"O Controlo do Tom em Turner É Fantástico"
Sábado, 12 de Abril de 2003
%Isabel Salema
Não é comum a mesma pessoa juntar as qualidades de pintor, historiador de arte e conferencista. Eric Shanes, que esteve em Lisboa na semana passada para falar sobre o mar nas pinturas de Turner, tem ainda a qualidade acrescida de gostar de tudo o que o pintor inglês fez. Gosta da luz, das cores e tons, da complexidade, do humanismo. "Gosto dele porque é moderno."
Foi nas aguarelas que J. M. W. Turner (1775-1851) aprendeu a dominar a cor e as suas diferentes tonalidades, meio que explorou numa verdadeira "linha de produção". Ele, que conseguia fazer uma aguarela parecer um óleo, usou a técnica para chegar ao modelo a ser impresso em gravura - publicou centenas delas em livros - ou para experimentar a sua imaginação.
O seu processo de trabalho nas aguarelas dedicadas ao mar é o tema da exposição do Museu Gulbenkian, um sucesso de público que já teve XXXXxxxxx visitantes.
PÚBLICO - Entre as 10 mil aguarelas de Turner, é possível ter uma ideia clara por que razão usava tanto este meio?
ERIC SHANES - Há entre nove a dez mil aguarelas, entre esboços e estudos. É muito claro que Turner as fez numa linha de produção. Espalhava muitas folhas de papel pelo quarto e, enquanto a primeira secava, já estava a trabalhar na segunda.
A aguarela é um processo onde se trabalha a paleta, obrigatoriamente, do claro para o escuro. Turner escolhia uma cor e punha um bocadinho nesta aguarela, outro naquela e assim sucessivamente à volta de todo o quarto. Depois, fazia-a ligeiramente mais escura e punha aqui, ali e além. Gradualmente, o trabalho torna-se mais escuro.
P. - Mas fazia a mesma coisa nas diferentes folhas?
R. - Quando Turner era muito novo, queria fazer aguarelas com muitos tons diferentes, várias formas de cor, do claro ao escuro. Para fazer isso, é necessário uma grande paleta de cores. Ou então é mais fácil ter apenas uma cor e pô-la em folhas diferentes. Depois, faz-se essa cor ligeiramente mais escura. Gradualmente, temos uma grande variedade, mas sem ter de usar uma grande paleta. É por isso que Turner usava muitas folhas.
P. - No final, quantas folhas diferentes teria?
R. - No final teria um trabalho como este, completamente acabado [aguarela de Plymount], mas começaria muito, muito claro. A razão por que há na exposição tantas aguarelas muito claras é porque são fases que nunca foram desenvolvidas.
Turner também faz esboços para explorar a imaginação, para ver o que vai acontecer. Nem sempre começa com uma ideia clara na cabeça. Empurra a tinta de um lado para o outro e no processo a imagem inspira-o. Por isso, fazer muitos trabalhos é também um caminho.

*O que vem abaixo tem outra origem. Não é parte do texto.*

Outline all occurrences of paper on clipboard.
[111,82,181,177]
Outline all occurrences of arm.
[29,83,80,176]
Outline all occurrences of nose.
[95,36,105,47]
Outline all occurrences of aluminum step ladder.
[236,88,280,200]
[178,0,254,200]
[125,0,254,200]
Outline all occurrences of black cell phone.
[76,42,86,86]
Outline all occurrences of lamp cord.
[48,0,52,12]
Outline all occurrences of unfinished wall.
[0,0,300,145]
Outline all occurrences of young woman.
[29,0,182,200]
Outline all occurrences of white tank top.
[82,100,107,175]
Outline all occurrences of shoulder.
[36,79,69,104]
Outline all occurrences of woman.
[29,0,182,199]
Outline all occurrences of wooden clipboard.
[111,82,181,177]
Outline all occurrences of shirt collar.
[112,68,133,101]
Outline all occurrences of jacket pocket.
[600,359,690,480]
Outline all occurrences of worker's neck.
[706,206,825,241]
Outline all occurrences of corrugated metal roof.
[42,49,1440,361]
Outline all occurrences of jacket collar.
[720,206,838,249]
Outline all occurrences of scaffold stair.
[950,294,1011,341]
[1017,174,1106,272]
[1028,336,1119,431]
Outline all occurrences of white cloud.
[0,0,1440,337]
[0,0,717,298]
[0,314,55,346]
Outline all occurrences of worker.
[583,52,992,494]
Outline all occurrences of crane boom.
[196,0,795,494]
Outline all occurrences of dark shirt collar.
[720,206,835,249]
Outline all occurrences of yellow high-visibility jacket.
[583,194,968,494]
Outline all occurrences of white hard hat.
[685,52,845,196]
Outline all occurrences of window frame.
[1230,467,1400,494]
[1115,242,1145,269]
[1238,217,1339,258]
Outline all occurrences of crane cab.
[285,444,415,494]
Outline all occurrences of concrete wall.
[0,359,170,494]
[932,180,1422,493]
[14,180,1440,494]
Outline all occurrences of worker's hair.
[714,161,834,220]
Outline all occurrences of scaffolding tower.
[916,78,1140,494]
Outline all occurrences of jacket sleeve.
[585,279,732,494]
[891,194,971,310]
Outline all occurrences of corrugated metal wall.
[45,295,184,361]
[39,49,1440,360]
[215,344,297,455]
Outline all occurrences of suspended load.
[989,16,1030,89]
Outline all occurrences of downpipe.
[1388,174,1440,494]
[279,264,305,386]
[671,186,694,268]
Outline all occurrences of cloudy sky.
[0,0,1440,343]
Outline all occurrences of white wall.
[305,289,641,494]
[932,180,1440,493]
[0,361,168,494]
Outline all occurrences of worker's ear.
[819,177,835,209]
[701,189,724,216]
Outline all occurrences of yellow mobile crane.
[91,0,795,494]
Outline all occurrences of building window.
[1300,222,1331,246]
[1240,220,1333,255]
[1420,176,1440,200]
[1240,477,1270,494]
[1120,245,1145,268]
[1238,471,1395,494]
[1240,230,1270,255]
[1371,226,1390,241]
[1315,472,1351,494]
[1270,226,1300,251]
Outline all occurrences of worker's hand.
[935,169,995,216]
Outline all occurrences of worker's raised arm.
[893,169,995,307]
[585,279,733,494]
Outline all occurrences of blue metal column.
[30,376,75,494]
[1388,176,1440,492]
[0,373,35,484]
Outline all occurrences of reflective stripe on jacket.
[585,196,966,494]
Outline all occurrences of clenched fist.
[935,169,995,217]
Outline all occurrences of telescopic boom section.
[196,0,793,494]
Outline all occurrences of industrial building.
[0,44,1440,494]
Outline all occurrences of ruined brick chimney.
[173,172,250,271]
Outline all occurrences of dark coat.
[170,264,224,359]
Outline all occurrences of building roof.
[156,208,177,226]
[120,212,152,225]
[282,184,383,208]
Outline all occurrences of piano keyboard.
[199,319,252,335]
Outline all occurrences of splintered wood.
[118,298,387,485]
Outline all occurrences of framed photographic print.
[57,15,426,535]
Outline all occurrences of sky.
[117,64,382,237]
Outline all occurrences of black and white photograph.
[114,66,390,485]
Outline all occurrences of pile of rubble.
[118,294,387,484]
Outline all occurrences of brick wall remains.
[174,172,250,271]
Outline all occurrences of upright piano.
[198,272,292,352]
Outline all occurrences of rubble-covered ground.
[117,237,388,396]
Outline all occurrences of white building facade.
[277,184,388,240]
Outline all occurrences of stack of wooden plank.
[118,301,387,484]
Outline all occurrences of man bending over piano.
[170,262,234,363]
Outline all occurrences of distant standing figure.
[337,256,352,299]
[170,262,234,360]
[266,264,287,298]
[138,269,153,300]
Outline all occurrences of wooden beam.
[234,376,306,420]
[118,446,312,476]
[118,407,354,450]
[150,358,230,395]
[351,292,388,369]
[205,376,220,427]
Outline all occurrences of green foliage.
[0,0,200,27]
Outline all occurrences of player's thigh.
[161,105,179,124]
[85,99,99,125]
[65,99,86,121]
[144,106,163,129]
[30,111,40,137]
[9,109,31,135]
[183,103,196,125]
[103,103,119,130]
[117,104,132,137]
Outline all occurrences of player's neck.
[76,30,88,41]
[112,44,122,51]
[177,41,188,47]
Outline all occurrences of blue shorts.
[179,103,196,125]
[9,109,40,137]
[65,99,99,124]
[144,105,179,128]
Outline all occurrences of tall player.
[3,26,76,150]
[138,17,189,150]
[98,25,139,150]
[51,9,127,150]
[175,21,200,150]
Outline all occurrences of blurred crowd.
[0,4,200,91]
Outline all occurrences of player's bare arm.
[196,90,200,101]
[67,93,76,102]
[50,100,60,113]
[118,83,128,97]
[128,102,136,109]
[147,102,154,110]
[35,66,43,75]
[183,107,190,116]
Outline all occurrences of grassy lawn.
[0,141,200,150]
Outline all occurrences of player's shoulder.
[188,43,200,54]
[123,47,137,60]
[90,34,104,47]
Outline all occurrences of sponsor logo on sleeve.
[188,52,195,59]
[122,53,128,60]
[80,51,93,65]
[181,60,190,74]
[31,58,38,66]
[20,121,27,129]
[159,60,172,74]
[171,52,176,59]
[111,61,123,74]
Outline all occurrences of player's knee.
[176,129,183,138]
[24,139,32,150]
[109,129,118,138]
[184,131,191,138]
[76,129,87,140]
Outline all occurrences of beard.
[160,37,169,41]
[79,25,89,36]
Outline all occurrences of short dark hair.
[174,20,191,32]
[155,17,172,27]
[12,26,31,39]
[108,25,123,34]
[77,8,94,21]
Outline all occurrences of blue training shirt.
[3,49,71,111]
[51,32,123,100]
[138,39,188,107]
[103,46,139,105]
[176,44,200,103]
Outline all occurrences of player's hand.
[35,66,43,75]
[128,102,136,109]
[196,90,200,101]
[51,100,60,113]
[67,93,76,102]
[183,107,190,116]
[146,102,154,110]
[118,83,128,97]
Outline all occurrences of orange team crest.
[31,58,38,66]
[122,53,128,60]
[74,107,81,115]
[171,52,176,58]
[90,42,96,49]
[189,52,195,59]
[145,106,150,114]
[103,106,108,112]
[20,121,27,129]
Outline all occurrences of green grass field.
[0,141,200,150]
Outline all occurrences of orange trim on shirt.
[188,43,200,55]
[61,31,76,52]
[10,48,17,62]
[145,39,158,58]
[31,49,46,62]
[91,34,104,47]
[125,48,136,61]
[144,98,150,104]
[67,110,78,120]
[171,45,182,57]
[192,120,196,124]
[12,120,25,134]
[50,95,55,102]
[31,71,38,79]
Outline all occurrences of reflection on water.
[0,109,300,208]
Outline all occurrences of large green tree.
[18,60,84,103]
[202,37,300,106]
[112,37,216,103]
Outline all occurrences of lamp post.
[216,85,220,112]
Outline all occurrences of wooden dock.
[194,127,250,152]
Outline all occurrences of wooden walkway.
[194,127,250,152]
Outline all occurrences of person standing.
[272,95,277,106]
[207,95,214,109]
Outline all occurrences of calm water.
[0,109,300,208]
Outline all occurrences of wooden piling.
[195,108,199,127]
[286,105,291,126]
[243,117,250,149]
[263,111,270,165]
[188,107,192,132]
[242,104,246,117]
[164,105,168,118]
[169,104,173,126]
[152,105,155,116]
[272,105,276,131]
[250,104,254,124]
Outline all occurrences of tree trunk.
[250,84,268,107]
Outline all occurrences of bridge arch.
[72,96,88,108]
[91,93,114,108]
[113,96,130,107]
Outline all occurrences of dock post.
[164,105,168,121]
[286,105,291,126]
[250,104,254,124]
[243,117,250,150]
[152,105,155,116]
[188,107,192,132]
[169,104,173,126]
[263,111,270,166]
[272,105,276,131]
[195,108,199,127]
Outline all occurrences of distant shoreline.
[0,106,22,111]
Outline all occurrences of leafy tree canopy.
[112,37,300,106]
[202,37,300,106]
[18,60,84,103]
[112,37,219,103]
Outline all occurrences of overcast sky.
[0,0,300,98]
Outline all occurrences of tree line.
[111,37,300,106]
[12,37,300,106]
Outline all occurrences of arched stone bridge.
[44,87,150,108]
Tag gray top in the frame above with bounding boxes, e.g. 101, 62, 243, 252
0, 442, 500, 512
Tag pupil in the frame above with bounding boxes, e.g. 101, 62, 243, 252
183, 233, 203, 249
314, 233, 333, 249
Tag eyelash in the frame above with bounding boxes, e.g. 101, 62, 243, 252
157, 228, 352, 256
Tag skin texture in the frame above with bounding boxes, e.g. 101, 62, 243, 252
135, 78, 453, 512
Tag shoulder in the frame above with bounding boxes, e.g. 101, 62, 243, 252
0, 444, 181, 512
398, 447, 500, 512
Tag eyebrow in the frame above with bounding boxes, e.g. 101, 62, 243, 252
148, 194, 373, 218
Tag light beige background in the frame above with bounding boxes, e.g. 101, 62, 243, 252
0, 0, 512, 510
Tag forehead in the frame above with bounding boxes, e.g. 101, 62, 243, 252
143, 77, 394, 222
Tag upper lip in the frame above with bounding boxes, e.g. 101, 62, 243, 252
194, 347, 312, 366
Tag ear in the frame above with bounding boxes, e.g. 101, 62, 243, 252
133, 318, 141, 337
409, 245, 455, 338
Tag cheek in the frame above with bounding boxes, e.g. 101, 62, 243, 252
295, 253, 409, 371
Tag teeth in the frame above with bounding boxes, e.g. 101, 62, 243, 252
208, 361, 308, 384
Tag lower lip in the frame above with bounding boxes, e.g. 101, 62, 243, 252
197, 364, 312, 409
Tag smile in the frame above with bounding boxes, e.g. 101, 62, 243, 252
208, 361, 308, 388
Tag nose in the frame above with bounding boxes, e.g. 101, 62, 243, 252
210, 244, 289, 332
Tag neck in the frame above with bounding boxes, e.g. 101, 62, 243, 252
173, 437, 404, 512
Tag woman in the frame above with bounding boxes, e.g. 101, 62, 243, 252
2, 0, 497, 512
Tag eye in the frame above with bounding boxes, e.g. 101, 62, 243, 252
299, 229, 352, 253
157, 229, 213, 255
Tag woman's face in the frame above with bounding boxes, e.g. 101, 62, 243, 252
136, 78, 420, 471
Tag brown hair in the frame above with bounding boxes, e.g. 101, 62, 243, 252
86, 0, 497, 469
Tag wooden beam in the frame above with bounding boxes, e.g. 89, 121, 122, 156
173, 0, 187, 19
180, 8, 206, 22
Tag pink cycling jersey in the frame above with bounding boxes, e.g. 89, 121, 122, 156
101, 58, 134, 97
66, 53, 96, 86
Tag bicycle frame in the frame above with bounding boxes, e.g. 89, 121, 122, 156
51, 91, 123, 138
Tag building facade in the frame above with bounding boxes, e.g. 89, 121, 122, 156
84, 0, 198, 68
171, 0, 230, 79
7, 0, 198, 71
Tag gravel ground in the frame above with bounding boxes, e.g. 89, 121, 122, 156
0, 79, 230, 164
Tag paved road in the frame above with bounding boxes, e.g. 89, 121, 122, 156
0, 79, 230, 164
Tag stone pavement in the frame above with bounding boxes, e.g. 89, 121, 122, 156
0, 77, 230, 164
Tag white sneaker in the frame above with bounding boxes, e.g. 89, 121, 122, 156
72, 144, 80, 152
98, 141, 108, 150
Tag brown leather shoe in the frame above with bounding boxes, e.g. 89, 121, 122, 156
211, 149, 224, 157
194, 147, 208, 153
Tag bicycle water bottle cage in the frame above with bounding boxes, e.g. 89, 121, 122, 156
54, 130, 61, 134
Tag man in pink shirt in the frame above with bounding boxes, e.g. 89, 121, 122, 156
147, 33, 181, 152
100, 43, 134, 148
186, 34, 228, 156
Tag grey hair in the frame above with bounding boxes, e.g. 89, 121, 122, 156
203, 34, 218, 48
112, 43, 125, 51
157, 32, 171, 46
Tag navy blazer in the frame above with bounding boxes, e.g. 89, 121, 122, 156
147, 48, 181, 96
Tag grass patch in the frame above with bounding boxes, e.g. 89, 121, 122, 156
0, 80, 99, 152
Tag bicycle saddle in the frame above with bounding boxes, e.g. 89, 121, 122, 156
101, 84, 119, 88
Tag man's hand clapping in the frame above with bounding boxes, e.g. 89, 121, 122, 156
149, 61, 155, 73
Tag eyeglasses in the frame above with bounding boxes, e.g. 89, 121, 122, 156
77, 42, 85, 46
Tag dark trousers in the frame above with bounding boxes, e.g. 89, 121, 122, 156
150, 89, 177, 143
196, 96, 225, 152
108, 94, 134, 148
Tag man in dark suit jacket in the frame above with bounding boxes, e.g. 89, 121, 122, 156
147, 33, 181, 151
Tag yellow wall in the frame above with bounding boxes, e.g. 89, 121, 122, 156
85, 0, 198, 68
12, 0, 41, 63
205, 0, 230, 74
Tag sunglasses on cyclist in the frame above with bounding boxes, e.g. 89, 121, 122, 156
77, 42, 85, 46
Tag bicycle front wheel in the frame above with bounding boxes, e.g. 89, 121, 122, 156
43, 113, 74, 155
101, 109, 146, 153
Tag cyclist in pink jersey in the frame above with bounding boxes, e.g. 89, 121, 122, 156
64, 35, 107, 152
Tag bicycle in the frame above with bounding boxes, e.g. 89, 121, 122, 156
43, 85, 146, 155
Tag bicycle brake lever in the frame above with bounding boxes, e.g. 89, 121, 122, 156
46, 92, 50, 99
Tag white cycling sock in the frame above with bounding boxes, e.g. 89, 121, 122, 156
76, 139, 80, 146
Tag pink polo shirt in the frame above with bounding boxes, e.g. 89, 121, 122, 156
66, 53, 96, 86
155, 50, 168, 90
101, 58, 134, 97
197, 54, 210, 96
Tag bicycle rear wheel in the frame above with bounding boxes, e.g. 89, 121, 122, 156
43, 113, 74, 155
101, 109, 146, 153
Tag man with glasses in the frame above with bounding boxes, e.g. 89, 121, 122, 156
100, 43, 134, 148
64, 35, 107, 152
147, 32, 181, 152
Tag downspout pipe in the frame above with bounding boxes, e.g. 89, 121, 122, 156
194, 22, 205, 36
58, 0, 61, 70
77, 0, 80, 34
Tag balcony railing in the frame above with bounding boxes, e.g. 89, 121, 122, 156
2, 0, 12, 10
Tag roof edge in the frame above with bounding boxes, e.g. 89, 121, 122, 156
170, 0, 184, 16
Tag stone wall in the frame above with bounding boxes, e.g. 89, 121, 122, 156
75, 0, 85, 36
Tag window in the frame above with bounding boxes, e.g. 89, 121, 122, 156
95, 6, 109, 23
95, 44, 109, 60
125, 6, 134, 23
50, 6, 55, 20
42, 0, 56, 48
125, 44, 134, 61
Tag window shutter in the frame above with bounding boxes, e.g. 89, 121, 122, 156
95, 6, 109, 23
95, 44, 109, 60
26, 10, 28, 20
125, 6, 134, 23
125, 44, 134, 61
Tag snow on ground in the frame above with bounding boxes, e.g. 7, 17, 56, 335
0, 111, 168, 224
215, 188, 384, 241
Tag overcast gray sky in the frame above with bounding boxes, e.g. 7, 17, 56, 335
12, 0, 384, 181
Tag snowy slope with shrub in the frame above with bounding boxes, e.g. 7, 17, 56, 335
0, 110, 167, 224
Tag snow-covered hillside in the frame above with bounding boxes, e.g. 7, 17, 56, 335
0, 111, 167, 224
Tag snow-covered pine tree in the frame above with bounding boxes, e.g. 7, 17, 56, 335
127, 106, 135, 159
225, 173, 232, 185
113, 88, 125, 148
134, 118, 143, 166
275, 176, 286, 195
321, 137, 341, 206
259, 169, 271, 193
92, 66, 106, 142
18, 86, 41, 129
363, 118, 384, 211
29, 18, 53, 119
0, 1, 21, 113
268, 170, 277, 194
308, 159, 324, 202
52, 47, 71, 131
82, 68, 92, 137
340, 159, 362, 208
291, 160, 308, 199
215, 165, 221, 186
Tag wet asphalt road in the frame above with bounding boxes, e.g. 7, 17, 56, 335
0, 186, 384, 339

P. - É normal para a época esta variedade experimental?
R. - Turner é único no seu tempo, diria mesmo único noutra época qualquer.
P. - Nessa altura, na Royal Academy, os pintores aprendiam algum processo de trabalho semelhante?
R. - Não, Turner aprendeu isto através da sua própria experiência, no seu próprio estúdio.
Quando Turner era estudante de Arte, não se ensinava pintura. Havia só uma escola de Arte em Inglaterra - a Royal Academy School -, onde aprendeu a desenhar. Primeiro, através de esculturas de gesso, progredindo depois para o desenho com modelo nu.
Turner foi estudante de 1789 a 1797, indo à academia uma ou duas vezes por mês, não era como hoje a universidade. Por isso, teve que encontrar cá fora os pintores a seguir.
P. - Porque é que Turner fez tantas viagens no país e no estrangeiro. É um hábito da época?
R. - Não havia máquinas fotográficas ou outra forma de encontrar os assuntos. Os artistas do passado já faziam "tours". Os aristocratas faziam a "grand tour" - iam a Itália e França para olhar para os grandes mestres.
P. - No princípio da exposição, vemos que Turner é muito influenciado pelos mestres da pintura antiga.
R. - Durante toda a vida Turner teve um diálogo com os mestres, por causa da sua aprendizagem na Royal Academy. Tinha 14 anos quando chegou à Royal Academy e foi entrevistado pelo presidente, Sir Joshua Reynolds, um grande retratista. Reynolds encorajou-o e Turner admirou-o para o resto da vida. Quando estava a ficar velho e redigiu o seu testamento, Turner pediu mesmo para ser enterrado o mais próximo possível de Reynolds na Catedral de S. Paulo. Foi o que aconteceu.
Nas suas 15 conferências na Royal Academy, Reynolds, entre outras ideias que deu a Turner, disse que um artista tinha que aprender com os mestres do passado.
P. - Quais são as influências que se vêem na Gulbenkian?
R. - Nas marinhas, Turner tem um diálogo com a arte holandesa, que tinha uma escola de pintura de marinhas. Os franceses e os italianos nunca se dedicaram muito a pintar o mar.
Turner olhou para Ruysdael, Rembrandt, Van der Velde, Backhuysen... Nas suas marinhas, está sempre a pensar na pintura holandesa de marinhas e a tentar ultrapassá-las.
P. - Como é que descreve a evolução do uso da cor em Turner?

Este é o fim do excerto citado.